In 2013, 10 per cent of the remote controls shipped with major home consumer equipment will be RF-enabled. Over the next five years there will be a major surge in RF (radio frequency) technology adoption for remote controls as vendors look to differentiate their products, and/or drive growth in smart home services. While at the same time RF solutions continue to fall in price, implementations become more simplified and lower powers are achieved.
“RF technology has been considered for use in remote controls for many years but its adoption has been limited by a lack of perceived need among device vendors and prohibitive increases in associated costs when compared to IR solutions,” according to Peter Cooney, practice director. “However, over the last five years there has been an upswing in technology development and a rise in the need to make home consumer devices smart that has led to resurgence in using RF.”
Initially proprietary RF technology was used but equipment vendors have been quick to understand the benefits of using a standardised RF technology in remote control design. Three main interoperable standards are seeing adoption: Bluetooth, Wi-Fi, and ZigBee RF4CE. Each technology is seeing use in certain sections of the market with vendors choosing to implement a particular technology due to its individual strengths, be it ultra-low power, high bandwidth, or another important feature.
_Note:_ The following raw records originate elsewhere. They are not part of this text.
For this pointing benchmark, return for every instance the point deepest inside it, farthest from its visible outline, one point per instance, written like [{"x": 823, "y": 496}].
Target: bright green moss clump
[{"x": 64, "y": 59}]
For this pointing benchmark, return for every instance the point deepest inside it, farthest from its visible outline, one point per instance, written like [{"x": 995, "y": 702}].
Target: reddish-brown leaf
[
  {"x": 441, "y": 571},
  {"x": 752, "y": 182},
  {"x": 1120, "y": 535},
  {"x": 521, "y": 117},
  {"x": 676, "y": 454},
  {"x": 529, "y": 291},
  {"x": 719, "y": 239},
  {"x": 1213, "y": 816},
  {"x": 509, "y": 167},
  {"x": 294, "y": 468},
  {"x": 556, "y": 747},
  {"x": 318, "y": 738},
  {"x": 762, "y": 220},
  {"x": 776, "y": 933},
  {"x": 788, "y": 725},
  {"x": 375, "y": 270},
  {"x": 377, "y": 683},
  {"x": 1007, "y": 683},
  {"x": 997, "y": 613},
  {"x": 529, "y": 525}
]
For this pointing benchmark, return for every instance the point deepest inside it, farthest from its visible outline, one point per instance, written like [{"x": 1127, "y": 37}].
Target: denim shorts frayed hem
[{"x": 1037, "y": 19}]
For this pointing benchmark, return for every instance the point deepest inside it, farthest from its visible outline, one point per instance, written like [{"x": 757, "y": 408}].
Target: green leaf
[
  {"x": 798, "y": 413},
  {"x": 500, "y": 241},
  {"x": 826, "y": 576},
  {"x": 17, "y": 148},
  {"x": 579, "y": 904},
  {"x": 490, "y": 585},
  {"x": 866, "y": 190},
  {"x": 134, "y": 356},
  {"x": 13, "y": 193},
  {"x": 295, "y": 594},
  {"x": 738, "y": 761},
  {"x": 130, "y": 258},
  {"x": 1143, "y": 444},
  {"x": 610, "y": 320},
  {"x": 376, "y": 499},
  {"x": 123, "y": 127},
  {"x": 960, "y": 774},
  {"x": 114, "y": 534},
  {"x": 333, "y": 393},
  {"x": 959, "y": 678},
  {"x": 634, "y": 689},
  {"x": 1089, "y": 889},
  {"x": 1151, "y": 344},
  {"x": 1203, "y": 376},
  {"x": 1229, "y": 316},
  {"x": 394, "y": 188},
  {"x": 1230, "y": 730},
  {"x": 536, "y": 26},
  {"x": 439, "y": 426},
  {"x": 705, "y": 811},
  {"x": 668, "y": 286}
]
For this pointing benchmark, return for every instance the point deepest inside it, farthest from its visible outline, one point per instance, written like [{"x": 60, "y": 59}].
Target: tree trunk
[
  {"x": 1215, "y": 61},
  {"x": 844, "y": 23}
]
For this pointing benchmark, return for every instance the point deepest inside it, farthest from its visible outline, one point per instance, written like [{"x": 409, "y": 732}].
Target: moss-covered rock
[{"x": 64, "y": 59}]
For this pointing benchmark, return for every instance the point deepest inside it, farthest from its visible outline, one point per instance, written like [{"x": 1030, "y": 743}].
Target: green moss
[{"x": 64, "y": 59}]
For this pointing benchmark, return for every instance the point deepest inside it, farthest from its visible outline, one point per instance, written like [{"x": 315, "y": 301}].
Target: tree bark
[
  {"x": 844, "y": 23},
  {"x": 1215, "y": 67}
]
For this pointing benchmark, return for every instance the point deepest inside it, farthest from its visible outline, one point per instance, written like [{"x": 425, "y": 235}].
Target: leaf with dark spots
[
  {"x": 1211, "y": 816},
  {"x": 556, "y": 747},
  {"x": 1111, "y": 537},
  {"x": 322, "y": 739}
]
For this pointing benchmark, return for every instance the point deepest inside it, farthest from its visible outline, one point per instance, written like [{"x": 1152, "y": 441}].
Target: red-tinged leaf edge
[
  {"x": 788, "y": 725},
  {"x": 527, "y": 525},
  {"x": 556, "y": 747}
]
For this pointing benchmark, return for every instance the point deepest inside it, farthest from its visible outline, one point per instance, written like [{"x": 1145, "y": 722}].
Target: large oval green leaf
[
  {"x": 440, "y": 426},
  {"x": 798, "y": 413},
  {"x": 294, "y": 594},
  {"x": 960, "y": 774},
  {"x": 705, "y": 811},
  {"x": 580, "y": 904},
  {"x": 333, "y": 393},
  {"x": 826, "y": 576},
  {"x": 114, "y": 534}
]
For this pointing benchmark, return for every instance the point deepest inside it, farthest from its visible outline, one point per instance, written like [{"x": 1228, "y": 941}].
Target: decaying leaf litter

Bluetooth and ZigBee have been the most widely used technologies to date and are expected to see significant growth, with increasing competition from Wi-Fi as lower power solutions continue to be developed.
“The remote control market represents a massive growth opportunity for wireless connectivity technology vendors,” added Cooney. “Over 3.2 billion remote controls will be shipped from 2013 to 2018 with flat panel TVs, set-top boxes, DVD/Blu-ray devices and games consoles alone.”